1. Field of the Invention
This invention is related to an on/off reversible adhesive and a method for fabricating same.
2. Description of the Related Art
(Note: This application references a number of different publications as indicated throughout the specification by one or more reference numbers within parentheses, e.g., (x). A list of these different publications ordered according to these reference numbers can be found below in the section entitled “References.” Each of these publications is incorporated by reference herein.)
The mechanism of adhesion in the gecko has been of scientific interest since Aristotle observed a gecko running up and down a tree (1). Recently there has been an intensifying scientific investigation into the fundamental physics of the adhesive, isolating van der Waals as the primary interaction (2, 3), with additional evidence that humidity contributes substantially to the adhesion (4, 5). Regardless of the fundamental interactions at the atomic scale, there is clearly a great deal of function contained in the hierarchical structure of the gecko's tarsus (6-12). The structure consists of 200 nm wide spatular termini at the ends of ˜100 μm long, ˜5 μm diameter setae, which extend from a compliant tarsal pad cushioned by blood sinuses (10-13). This fine splitting of the contacts into sub-micron elements on slender setae increases the van der Waals interaction with the surface, and allows easy deformation of the attachment system to accommodate rough surfaces (15).

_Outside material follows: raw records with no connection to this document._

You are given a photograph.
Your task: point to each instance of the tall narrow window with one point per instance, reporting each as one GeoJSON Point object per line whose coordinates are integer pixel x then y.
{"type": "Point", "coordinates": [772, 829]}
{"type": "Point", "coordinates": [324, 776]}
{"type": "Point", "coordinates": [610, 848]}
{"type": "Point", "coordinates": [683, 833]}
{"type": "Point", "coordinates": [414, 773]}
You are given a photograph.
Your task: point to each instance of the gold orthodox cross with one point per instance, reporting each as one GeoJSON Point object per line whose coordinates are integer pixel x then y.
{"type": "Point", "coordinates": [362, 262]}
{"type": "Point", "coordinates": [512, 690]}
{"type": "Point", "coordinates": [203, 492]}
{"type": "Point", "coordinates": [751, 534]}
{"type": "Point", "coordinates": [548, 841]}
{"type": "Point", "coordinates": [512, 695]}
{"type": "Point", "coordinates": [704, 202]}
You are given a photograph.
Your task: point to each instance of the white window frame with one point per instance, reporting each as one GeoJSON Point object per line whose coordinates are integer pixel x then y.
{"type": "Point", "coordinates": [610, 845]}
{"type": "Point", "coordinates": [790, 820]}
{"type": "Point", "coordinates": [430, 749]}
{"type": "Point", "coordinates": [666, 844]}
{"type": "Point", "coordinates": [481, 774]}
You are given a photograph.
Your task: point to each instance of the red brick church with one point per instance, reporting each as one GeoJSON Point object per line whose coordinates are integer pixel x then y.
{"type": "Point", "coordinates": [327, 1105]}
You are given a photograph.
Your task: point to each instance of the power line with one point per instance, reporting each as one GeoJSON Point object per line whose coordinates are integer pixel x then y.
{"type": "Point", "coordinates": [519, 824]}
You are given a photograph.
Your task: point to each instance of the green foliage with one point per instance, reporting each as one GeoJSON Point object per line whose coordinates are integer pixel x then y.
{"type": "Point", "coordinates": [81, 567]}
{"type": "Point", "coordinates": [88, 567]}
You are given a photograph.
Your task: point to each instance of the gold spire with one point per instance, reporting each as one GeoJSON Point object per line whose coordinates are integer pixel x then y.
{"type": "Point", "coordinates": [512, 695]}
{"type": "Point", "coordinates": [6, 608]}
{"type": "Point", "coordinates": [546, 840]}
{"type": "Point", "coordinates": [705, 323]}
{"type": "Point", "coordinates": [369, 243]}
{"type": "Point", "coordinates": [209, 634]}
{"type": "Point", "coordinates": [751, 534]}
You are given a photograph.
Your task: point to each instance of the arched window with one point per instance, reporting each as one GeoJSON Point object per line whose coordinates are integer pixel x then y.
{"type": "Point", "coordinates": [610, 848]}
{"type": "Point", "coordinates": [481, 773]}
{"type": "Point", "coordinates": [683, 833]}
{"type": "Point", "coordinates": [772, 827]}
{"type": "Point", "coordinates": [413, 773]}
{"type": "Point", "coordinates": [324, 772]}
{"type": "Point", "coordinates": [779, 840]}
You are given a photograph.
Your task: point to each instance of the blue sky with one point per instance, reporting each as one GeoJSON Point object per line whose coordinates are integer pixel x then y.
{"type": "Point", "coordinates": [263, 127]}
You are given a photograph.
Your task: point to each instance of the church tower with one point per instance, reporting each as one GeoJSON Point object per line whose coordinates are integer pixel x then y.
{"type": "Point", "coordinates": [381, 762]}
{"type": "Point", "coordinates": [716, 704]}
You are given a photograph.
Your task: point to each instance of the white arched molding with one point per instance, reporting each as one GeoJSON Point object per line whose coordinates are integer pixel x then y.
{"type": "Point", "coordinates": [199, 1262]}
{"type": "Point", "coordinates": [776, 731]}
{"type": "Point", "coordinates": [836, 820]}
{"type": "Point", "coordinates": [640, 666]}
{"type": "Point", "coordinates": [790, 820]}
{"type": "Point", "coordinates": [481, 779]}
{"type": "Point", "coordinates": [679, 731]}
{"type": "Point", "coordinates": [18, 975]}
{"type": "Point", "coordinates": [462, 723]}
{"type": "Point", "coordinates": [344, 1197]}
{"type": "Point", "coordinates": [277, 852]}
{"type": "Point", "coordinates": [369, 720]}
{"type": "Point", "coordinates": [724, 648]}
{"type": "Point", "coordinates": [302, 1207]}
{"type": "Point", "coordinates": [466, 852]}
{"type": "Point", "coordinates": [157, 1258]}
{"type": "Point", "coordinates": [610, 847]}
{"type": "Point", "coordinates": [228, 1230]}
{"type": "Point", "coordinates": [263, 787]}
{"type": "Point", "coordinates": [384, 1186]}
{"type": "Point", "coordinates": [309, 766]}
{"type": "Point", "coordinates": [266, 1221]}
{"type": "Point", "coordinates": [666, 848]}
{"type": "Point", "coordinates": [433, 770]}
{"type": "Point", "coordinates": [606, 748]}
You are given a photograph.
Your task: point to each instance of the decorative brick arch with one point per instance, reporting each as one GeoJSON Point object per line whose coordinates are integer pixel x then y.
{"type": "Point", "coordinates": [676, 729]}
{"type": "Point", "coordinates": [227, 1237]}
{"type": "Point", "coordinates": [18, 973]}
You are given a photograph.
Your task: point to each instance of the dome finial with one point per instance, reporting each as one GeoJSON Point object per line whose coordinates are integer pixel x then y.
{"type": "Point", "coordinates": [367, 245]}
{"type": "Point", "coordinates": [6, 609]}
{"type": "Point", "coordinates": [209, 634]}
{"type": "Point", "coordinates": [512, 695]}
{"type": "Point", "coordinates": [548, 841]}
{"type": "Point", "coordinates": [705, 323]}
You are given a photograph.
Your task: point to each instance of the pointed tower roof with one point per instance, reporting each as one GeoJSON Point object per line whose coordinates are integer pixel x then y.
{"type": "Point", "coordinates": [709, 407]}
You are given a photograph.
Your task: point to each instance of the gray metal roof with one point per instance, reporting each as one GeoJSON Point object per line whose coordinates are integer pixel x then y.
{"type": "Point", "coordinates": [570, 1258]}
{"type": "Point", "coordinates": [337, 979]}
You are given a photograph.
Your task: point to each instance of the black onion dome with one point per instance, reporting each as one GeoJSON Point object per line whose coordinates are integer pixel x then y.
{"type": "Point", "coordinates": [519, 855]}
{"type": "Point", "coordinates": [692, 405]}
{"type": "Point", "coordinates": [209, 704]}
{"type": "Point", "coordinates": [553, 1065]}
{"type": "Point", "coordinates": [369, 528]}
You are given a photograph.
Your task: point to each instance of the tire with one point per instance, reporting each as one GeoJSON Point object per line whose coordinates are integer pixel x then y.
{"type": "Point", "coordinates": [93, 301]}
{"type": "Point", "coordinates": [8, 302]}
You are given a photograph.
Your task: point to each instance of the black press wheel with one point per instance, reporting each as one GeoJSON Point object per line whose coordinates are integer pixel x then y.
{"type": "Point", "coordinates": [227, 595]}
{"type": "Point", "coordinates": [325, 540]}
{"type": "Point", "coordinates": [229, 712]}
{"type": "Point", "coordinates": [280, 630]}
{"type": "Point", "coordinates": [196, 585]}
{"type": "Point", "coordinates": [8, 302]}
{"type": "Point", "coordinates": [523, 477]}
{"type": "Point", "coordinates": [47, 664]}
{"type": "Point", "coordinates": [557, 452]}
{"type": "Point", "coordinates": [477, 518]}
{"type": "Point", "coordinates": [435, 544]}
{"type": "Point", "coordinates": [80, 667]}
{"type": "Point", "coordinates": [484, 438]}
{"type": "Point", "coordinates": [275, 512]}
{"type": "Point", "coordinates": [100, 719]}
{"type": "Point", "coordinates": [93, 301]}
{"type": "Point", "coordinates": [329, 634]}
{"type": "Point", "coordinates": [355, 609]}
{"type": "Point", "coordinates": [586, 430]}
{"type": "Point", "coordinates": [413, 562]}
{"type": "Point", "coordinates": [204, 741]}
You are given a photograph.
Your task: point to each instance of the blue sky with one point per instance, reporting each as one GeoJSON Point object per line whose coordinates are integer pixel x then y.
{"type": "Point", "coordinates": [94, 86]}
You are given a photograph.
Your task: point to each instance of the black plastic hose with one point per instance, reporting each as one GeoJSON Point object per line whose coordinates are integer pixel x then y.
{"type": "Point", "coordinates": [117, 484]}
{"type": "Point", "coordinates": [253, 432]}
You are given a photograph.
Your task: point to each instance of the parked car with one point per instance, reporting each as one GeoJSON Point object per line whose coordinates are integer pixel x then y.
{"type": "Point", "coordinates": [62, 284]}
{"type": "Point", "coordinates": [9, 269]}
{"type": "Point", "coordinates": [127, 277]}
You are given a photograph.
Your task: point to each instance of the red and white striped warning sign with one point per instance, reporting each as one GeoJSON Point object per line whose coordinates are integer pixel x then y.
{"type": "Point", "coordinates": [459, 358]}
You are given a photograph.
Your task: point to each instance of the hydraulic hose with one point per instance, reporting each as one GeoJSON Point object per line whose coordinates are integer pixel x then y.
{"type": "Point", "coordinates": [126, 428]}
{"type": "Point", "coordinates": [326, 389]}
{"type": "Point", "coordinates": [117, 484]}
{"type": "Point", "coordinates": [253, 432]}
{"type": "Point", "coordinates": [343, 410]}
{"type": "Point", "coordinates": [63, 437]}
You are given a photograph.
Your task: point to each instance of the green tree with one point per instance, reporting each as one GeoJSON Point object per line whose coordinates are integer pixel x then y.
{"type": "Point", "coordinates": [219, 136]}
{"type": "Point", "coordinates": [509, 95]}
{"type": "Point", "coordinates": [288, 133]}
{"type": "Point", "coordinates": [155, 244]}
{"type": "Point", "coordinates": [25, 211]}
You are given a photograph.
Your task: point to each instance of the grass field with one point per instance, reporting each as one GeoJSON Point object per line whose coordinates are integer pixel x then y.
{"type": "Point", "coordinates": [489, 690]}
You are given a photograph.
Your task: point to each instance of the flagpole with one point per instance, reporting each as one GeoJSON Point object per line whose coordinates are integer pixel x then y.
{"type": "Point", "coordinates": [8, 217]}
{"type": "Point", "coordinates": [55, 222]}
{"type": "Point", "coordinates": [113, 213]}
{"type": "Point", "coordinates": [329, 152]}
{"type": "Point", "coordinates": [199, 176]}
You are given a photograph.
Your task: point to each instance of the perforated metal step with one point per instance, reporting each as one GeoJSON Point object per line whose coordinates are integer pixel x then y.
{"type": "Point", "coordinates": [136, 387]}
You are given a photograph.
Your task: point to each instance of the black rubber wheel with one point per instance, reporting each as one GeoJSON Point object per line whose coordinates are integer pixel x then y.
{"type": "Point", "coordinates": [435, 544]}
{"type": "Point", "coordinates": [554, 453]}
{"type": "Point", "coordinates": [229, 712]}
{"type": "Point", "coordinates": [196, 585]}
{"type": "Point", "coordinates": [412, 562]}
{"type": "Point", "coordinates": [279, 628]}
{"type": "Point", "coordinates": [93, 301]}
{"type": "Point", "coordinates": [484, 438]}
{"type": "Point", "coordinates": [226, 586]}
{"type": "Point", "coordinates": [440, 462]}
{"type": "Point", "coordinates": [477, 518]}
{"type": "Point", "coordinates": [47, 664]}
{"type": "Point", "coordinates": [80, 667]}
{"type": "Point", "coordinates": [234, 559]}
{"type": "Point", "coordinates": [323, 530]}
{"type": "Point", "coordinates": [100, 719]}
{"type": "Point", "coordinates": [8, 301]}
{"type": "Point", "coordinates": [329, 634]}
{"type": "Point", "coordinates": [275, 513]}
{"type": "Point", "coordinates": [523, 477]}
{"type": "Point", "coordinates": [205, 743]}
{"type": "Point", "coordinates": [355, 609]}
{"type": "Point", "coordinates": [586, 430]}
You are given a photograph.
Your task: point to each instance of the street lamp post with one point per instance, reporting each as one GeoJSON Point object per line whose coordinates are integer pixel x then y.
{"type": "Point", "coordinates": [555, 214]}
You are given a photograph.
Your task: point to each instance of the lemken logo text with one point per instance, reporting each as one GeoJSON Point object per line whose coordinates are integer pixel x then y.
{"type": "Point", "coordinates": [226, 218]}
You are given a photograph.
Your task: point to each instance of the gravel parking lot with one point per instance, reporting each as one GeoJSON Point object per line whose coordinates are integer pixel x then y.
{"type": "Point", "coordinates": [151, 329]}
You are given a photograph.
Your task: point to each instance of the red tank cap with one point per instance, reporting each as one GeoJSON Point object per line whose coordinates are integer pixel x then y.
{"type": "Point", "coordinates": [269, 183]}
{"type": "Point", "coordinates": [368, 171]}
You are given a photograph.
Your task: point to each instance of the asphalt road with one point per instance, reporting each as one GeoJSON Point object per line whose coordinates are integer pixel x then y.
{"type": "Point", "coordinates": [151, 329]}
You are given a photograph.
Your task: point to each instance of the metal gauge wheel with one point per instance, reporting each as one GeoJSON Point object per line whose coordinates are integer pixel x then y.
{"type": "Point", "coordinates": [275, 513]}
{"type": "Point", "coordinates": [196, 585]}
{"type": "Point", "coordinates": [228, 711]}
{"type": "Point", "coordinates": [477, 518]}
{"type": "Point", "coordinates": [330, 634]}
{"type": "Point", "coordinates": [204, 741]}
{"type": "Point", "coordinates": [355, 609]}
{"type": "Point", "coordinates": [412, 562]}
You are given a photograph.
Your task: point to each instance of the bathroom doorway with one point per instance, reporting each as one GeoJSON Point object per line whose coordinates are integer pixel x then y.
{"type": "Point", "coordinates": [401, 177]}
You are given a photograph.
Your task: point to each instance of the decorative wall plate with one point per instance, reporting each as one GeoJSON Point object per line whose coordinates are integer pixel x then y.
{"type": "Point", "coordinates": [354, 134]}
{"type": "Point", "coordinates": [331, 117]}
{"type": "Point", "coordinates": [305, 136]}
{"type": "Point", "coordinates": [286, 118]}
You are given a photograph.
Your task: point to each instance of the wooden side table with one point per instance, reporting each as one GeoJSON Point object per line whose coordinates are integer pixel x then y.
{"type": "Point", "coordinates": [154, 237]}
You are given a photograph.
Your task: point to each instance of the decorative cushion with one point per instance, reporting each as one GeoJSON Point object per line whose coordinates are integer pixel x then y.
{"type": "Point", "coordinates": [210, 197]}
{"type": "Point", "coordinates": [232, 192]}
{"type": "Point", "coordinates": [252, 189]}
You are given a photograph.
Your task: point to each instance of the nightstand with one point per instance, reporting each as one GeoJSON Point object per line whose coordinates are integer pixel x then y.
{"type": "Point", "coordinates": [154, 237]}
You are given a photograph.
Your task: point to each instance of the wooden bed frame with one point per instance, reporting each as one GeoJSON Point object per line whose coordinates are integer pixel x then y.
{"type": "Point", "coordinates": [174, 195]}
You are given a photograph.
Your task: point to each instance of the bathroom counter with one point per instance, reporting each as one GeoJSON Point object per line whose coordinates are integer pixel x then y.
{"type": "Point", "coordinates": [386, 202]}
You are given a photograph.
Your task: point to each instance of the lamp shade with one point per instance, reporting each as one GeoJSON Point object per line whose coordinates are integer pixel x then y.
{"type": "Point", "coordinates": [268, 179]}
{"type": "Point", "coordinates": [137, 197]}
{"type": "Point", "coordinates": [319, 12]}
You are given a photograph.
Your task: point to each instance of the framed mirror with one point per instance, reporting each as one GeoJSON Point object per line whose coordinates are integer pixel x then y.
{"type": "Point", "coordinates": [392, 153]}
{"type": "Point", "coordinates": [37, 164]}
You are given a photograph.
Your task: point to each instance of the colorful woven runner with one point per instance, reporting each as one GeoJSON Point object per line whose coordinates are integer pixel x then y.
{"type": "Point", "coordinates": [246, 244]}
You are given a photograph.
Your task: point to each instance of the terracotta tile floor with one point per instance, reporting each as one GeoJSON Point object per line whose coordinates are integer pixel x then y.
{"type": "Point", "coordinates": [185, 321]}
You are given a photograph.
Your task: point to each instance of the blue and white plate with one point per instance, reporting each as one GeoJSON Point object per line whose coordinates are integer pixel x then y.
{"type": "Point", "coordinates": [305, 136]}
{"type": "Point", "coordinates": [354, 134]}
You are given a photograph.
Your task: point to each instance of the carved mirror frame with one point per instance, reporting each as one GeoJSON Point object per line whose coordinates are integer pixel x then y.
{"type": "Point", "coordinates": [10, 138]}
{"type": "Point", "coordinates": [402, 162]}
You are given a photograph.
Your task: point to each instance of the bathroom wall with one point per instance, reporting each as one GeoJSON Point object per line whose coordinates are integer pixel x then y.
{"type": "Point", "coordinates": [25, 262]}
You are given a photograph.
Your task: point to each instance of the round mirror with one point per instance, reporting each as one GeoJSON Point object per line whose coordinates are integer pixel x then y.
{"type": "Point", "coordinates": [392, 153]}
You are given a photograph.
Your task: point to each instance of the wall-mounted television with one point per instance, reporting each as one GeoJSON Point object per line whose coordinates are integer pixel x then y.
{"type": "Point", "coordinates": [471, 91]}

In addition, the gecko can increase the adhesion strength by prestressing (squeezing) opposite toes through muscular activation; this transforms some component of the normal force into a shear force, thus enhancing adhesion. There is evidence that the hierarchical structure may serve another purpose—to reduce adhesion, when needed (2, 14, 15).
Just as interesting as the gecko adhesion mechanism is the mechanism by which the gecko is able to release a surface. The specialized shape of the gecko's setae and spatulae allow the gecko to control adhesion through macroscopic movements of its toes. By hyperextension of its toe, the gecko peels its adhesive pads off the surface. This, in itself, aids in the detachment of the foot, just as peeling a piece of tape off of a surface is easier than trying to pull it off all at once. It has been shown theoretically (16) and experimentally (3) that the magnitude of setal adhesion is greatly dependent on the angle of applied pull-off force. Thus, when the gecko switches from a squeezing (adhesive) state to a peeling state, the adhesive force goes from a maximum to a minimum. This can also be seen at the nanoscale, as the applied force on the spatulae changes the interactions from a frictional regime to a peeling regime, greatly reducing the adhesion (6). Therefore, the design of its hierarchical attachment structure allows the gecko to control the adhesion from the macro-scale to nano-scale through macroscopic muscle movements.
Previously, a bio-inspired synthetic system enhancing adhesion utilizing a hierarchical structure was fabricated and tested (17). Prior work has focused on mimicking the terminal bristle component of the adhesive, by fabricating arrays of polymeric nanorods on a solid substrate (3, 20, 21). While individual nanorods demonstrated expected amounts of adhesion, larger arrays failed to produce larger amounts of adhesion, unless removed from the substrate and placed on a compliant backing (20), showing the need for multiscale compliance. In addition, unlike the gecko, the system did not provide a mechanism for decreasing adhesion. This attribute is critical to any application of such a biomimetic system.